Kampala cannot be denied its moment in the sun. Unlike Kenya who have not released reports of their verification missions to Uganda, the Zambian inspectors ratified both the process and origins of Pearl Dairies milk. While that removes a major obstacle for one of sub-Saharan Africa’s largest vertically integrated milk processors, market restrictions are perhaps the lesser challenge.
It is simply too difficult and very expensive to get around Africa. Logistical shortfalls, even within the same country, mean that businesses will not maximise the market opportunity. That raises the cost of doing business and expensive goods stunt demand. That also creates stranded markets in huge territories such as the DR Congo, where traders have to contend with some of the most challenging conditions in the world.

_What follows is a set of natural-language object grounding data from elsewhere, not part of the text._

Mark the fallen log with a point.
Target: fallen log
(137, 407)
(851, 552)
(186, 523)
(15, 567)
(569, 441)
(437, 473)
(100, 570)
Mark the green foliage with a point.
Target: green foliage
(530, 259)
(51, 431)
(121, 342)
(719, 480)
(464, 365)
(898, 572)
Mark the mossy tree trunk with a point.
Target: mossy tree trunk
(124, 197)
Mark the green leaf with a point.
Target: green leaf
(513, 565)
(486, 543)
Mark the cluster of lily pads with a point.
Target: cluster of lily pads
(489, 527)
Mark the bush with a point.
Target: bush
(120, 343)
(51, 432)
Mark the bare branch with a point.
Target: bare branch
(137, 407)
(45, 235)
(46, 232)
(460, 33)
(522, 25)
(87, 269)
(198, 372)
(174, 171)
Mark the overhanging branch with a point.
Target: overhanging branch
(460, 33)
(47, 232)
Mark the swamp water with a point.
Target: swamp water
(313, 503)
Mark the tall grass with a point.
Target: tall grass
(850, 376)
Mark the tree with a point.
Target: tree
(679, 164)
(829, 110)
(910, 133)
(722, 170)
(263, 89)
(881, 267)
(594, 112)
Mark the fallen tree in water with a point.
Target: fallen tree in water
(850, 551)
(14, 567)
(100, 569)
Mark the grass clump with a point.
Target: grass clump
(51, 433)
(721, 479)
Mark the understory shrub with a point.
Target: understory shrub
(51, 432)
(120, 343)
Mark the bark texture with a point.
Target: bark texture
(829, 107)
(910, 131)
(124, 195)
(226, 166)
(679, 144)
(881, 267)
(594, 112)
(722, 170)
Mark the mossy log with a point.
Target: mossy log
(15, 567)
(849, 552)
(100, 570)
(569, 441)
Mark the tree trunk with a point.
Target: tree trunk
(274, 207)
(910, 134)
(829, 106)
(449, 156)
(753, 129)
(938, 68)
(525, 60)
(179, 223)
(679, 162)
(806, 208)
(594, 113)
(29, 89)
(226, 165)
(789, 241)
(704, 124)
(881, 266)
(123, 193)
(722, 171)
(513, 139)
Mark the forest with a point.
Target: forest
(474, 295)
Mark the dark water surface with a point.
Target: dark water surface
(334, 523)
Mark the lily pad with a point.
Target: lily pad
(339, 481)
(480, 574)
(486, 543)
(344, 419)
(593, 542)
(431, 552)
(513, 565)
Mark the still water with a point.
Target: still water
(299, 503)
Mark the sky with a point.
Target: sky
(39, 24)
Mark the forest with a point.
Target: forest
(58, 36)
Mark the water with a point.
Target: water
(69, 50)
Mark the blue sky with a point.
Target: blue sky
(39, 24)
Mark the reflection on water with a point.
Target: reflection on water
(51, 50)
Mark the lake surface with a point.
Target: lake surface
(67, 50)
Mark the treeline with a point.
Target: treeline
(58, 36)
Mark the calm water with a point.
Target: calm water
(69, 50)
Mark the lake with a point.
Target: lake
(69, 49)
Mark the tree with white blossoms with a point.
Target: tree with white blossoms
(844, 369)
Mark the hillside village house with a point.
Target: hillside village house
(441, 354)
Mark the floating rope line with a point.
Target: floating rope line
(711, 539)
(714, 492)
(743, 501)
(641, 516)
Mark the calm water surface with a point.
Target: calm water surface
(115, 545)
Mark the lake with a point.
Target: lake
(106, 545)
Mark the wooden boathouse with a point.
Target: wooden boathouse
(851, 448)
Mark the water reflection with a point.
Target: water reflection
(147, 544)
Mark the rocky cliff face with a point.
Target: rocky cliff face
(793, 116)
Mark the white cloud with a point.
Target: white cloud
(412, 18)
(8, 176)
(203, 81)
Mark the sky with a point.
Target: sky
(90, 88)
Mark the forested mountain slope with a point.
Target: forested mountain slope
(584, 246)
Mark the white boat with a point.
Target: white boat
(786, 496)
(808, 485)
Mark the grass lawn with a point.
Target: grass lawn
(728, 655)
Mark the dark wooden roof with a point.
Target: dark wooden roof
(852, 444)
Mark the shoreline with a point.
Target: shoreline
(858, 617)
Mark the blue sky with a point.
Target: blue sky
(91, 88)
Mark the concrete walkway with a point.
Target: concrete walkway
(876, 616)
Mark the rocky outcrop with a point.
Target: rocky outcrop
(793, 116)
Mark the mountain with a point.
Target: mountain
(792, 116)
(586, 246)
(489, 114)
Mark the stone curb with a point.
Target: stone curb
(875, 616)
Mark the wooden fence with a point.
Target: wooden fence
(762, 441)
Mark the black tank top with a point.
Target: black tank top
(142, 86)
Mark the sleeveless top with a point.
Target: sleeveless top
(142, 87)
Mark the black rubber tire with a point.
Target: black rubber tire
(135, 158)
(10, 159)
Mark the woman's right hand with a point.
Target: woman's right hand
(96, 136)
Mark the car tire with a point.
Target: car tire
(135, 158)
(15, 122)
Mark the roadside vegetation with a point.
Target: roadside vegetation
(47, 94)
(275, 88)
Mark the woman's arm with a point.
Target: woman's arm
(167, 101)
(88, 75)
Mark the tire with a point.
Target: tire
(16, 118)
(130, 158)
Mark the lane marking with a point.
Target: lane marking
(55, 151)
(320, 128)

Africa has one of the longest logistics cycles in the world because markets are not connected by infrastructure. The Pearl Dairies consignment will perhaps take four weeks to get to Lusaka, thanks to the absence of efficient surface transport between origin and destination. The shipper will also rack up costs, as the crew negotiate different obstacles along the way. That is why the tiffs between Kenya and Uganda take away attention from the more pressing issues of logistics and infrastructure development.
In Kenya’s northwest region of Turkana, government officials and traders depend on the northeastern Ugandan region of Moroto for supplies of basic goods. Even those manufactured in Kenya. They drive for more than 40 kilometres into Uganda, on a treacherous mountain road, before they make official contact with the Ugandan state. Under such a scenario, trade restrictions make little difference where more efficient cross-border infrastructure would.
Africa has the least volumes of trade among member countries of any bloc in the world. Economies fuelled by consumption offer more potential and would probably create more internal resilience than the current predatory posture, which is heavily biased towards import duties.
Thinking through what needs to be done to address the constraints to trade is what the continent’s political leaders should be doing as the African Continental Free Trade Area gets underway. Africa needs not only efficient rail and air connections, but even better road infrastructure. A functional rail system would deliver Uganda’s milk to Lusaka not only more securely and faster but at a significantly lower cost.
Uganda and the DRC have taken a leap of faith, launching the construction of some 233 kilometres of highway that will provide vital connections between the two countries. Yet, as leaders try to break the connectivity logjam, it will be necessary to keep a sharp eye on the cost of infrastructure, as expensive, poorly negotiated projects will come back as a cost to business.